In the multimodal RNN, a more efficient extended model based on textual content and image input is proposed. This multimodal model consists of a convolutional neural network that encodes image inputs and an RNN that encodes image features and sentences. This model is also trained using the stochastic gradient descent algorithm. Both multimodal models are extensively evaluated on the Flickr and MSCOCO datasets, achieving state-of-the-art performance.
3.4.3 Summary
RNN-based multimodal models can analyze temporal dependencies hidden in multimodal data through explicit state transmission in hidden unit computations. They use time backpropagation algorithms to train parameters. As computations are performed during hidden state transmission, it is challenging to parallelize on high-performance devices.
4 Summary and Outlook
We summarize the models into four groups of multimodal data deep learning models based on DBN, SAE, CNN, and RNN. These pioneering patterns have made some progress.
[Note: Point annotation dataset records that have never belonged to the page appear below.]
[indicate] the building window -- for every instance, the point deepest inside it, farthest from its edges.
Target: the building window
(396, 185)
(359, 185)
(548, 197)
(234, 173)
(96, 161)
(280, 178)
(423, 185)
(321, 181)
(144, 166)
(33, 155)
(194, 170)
However, these models are still in their preliminary stages, and challenges remain.
First, there are a large number of free weights in multimodal data fusion deep learning models, particularly redundant parameters that have little impact on the target task. To train these parameters that capture the structure of data features, a large amount of data is input into multimodal data fusion deep learning models based on backpropagation algorithms, which are computation-intensive and time-consuming. Therefore, how to design new multimodal deep learning compression methods combining existing compression strategies is also a potential research direction.
Secondly, multimodal data contains not only cross-modal information but also rich cross-modal information. Therefore, the combination of deep learning and semantic fusion strategies may be one way to address the challenges posed by exploring multimodal data.
Third, collecting multimodal data from dynamic environments indicates that the data is uncertain. Therefore, with the explosive growth of dynamic multimodal data, the design issues of online and incremental multimodal deep learning models for data fusion must be addressed.